ZATÜRRE KAPINIZI ÇALDIYSA!

Zatürre genellikle, doktorun başlayacağı antibiyotik tedavisinden üç veya beş gün sonra düzelme başlar. Bağışıklığı güçlendirmek için sağlıklı beslenmek, dinlenmek ve bol sıvı tüketmek çok önemli. Aksi taktirde daha da ağırlaşabiliyor.

5. FARENJİT (BOĞAZ İLTİHABI)

Sonbahar ve kış aylarında çok sık görülen hastalıklardan olan farenjite bakterilerin ve virüslerin yanı sıra soğuk hava ve soğuk içecekler de yol açabiliyor. Boğaz ağrısı, yutma güçlüğü, yüksek ateş, baş ağrısı ve kulak ağrısına yol açan farenjitte antibiyotik tedavisi gerekebildiğinden doktora gitmeyi ertelememek gerekiyor. Bademcikler üzerinde sürüntü alma yoluyla hızlı test yapılıp tanısı konulabiliyor.

FARENJİT KAPINIZI ÇALDIYSA!

Farenjit olduysanız doktorunuzun önerisiyle antibiyotik tedavisine başlanabilir. Şikayetleri azaltmada; ağrı kesici, pastil, boğaz spreyi, tuzlu gargara ve soğuk buhar gibi uygulamalar faydalı olabilir. Sigara içilmemesi ve sigara dumanına maruz kalınmaması da iyileşme sürecinde çok önemlidir. Çoğunlukla antibiyotik başlandıktan iki gün sonra işe/okula  dönülebilir. Tüm diğer enfeksiyonlarda olduğu gibi bağışıklığı güçlü tutmak için gerekli kurallara dikkat etmek gerekir.

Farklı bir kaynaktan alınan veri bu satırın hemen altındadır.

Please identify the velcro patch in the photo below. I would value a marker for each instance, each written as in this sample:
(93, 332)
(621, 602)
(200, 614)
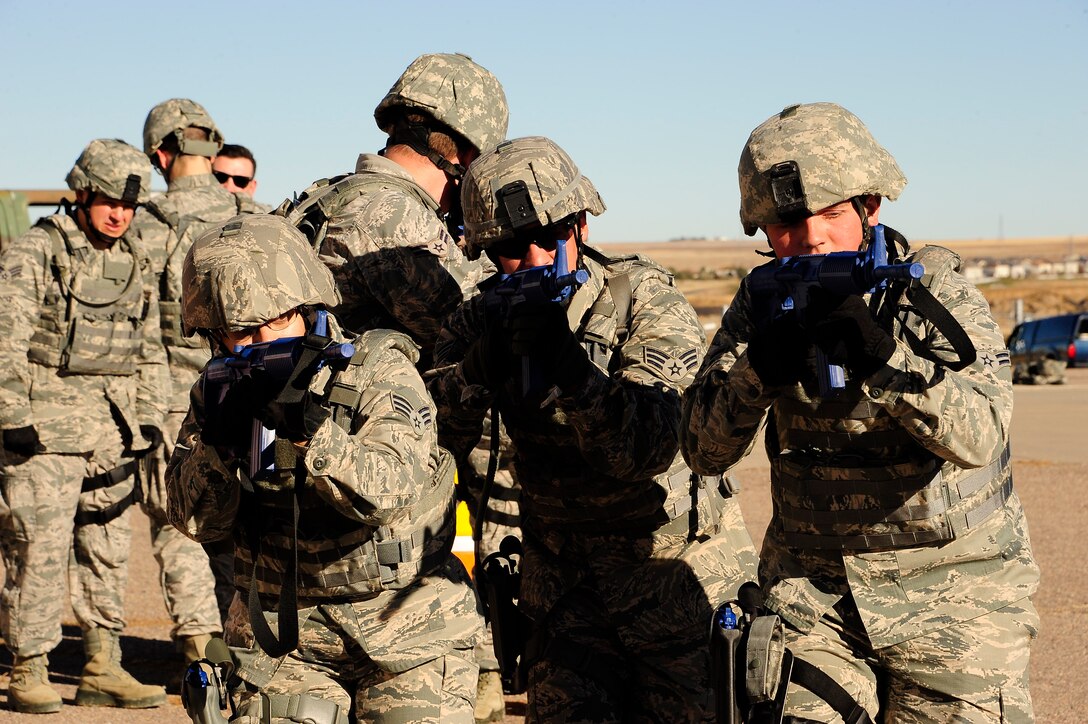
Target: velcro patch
(672, 367)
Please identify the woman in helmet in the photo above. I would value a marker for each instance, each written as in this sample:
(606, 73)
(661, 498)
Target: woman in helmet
(319, 456)
(79, 397)
(899, 554)
(623, 549)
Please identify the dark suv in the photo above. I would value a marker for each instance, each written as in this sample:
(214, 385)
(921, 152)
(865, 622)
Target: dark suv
(1042, 348)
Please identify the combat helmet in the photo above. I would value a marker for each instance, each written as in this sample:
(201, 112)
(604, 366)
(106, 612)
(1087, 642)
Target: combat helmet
(454, 90)
(810, 157)
(520, 184)
(172, 118)
(114, 169)
(248, 271)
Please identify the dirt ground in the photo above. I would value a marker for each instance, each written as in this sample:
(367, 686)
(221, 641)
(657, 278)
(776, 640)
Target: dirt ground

HASTALIKLARDAN KORUNMAK İÇİN 10 ETKİLİ ÖNLEM!

*Ellerinizi sık sık su ve sabunla en az 20 saniye yıkayın, özellikle yemeklerden önce mutlaka hijyene dikkat edin. Su ve sabunun olmadığı yerlerde dezenfektan kullanın.

*Kalabalık mekanlardan kaçının, mümkün olmuyorsa da maske takın.

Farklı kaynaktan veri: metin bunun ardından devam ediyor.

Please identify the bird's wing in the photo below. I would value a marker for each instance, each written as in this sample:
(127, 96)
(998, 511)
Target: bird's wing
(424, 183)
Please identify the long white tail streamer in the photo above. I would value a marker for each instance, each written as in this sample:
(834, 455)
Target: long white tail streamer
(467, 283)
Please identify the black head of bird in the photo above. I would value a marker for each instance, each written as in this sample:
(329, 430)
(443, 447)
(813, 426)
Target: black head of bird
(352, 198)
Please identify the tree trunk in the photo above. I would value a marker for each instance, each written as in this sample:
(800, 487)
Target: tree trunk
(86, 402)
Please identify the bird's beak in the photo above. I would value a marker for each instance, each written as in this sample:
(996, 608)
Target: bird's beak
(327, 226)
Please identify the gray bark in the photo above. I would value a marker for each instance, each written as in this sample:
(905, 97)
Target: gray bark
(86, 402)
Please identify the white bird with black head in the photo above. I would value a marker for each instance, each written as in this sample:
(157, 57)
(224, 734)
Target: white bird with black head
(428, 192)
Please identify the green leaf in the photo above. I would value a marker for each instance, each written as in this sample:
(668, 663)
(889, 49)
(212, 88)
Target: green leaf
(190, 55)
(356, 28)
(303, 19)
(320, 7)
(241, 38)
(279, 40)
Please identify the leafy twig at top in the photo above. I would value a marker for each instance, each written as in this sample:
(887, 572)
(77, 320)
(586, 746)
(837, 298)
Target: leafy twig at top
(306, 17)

*Toplu taşıma, cep telefonu ve kapı kolları yüksek bulaş riski taşıdığından gün içerisinde ellerinizi yıkamadan yüzünüze götürmeyin.

*Bağışıklığınızı güçlendirmek için mevsim sebze-meyveleriyle beslenin, bol sıvı (su, çorba, ayran, kefir) tüketin, yeterli ve kaliteli uyuyun, düzenli egzersiz yapın.

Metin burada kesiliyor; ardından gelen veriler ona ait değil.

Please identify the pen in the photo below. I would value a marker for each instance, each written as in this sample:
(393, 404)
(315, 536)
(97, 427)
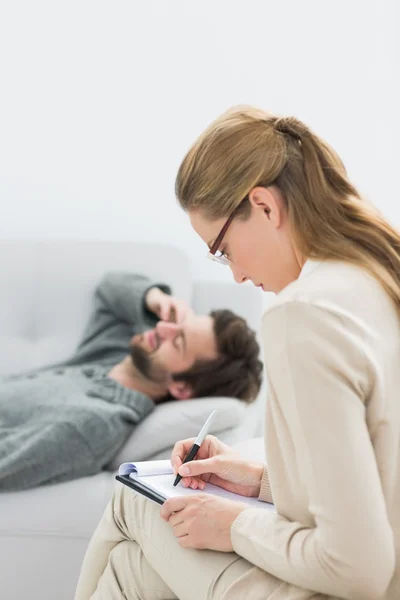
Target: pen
(198, 441)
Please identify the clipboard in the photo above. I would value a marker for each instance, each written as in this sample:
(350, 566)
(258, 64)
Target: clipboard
(141, 488)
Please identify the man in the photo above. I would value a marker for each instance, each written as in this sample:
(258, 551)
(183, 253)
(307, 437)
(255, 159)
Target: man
(141, 346)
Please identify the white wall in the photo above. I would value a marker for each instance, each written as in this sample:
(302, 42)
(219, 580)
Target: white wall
(100, 100)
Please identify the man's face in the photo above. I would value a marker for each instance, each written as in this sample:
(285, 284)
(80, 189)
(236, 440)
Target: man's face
(171, 348)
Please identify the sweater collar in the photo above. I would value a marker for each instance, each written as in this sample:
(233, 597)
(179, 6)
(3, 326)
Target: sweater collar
(308, 267)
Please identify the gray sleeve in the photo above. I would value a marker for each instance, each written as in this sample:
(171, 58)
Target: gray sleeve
(119, 300)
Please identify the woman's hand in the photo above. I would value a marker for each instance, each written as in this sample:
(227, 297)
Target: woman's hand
(218, 464)
(202, 521)
(166, 307)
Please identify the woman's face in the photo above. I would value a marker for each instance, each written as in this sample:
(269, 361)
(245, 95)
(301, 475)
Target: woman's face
(260, 249)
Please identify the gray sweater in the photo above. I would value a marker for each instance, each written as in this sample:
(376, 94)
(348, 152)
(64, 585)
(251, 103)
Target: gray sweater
(69, 420)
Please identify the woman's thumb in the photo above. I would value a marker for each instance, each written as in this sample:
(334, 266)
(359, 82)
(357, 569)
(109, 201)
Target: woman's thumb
(197, 467)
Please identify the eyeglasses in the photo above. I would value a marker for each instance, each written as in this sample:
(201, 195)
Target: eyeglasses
(215, 254)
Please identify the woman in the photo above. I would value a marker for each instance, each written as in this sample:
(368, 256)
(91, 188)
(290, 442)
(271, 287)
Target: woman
(273, 201)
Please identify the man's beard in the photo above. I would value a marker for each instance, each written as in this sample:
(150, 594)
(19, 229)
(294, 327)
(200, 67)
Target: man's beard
(147, 365)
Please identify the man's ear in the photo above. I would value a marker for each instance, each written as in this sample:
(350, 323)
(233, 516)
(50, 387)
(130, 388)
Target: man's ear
(180, 390)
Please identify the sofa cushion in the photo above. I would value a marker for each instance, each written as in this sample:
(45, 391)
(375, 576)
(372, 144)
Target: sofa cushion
(177, 420)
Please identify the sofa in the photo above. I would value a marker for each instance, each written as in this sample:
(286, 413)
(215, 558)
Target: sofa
(44, 305)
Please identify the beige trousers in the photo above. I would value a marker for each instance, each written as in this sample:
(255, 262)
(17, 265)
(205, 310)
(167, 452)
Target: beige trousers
(133, 555)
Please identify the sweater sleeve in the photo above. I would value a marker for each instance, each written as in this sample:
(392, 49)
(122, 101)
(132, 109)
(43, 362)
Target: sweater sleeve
(119, 300)
(320, 378)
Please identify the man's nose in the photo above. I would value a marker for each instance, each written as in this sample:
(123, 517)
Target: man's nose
(238, 274)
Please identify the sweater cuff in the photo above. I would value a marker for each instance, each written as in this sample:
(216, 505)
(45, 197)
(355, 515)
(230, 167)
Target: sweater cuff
(265, 494)
(149, 317)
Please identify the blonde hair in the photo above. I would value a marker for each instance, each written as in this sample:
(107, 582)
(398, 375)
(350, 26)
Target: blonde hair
(246, 148)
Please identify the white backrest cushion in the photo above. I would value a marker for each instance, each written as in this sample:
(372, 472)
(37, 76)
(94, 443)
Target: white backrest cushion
(47, 291)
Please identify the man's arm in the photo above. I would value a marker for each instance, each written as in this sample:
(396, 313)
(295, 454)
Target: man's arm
(119, 305)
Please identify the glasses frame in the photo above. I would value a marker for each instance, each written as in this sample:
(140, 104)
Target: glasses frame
(222, 260)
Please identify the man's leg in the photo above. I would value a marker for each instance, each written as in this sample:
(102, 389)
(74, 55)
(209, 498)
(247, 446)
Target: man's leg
(134, 555)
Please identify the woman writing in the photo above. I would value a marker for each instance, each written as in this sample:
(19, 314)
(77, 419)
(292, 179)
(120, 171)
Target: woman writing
(274, 203)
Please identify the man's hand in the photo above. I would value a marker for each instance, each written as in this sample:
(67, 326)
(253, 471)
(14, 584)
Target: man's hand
(166, 307)
(202, 521)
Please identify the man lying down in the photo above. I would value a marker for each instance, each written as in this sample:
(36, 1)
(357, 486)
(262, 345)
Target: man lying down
(141, 346)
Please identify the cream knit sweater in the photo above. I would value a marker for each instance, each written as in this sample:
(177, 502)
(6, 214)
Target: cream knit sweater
(332, 355)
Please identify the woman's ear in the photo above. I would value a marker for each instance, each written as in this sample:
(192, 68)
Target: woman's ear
(268, 199)
(180, 390)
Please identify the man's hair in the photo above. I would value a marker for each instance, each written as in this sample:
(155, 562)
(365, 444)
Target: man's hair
(237, 371)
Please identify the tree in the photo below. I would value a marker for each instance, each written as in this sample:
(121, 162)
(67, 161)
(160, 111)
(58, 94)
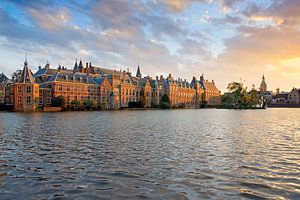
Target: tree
(165, 98)
(238, 97)
(165, 102)
(58, 101)
(16, 76)
(89, 104)
(75, 104)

*Hava sıcaklıkları gün içerisinde değişkenlik gösterebildiğinden kıyafet seçiminizi ona göre yapın. Çok kalın tek bir kıyafet yerine daha ince birkaç kat giyinerek ortam sıcaklığına göre ayarlayın.

*Aşı olun.

*Islak saçla dışarı çıkmayın.

*Sosyal mesafenizi koruyun ve öpüşme/ tokalaşma yerine başınızla selam verin.

*Hapşırırken veya öksürürken avuç içinizi değil kağıt mendil kullanın ve hemen çöpe atın.

*Evde ya da çevrenizde hasta bir kişi varsa ortak eşyalar kullanmayın, çok yakın temasta bulunmayın, maske ve mesafeyi korumaya dikkat edin.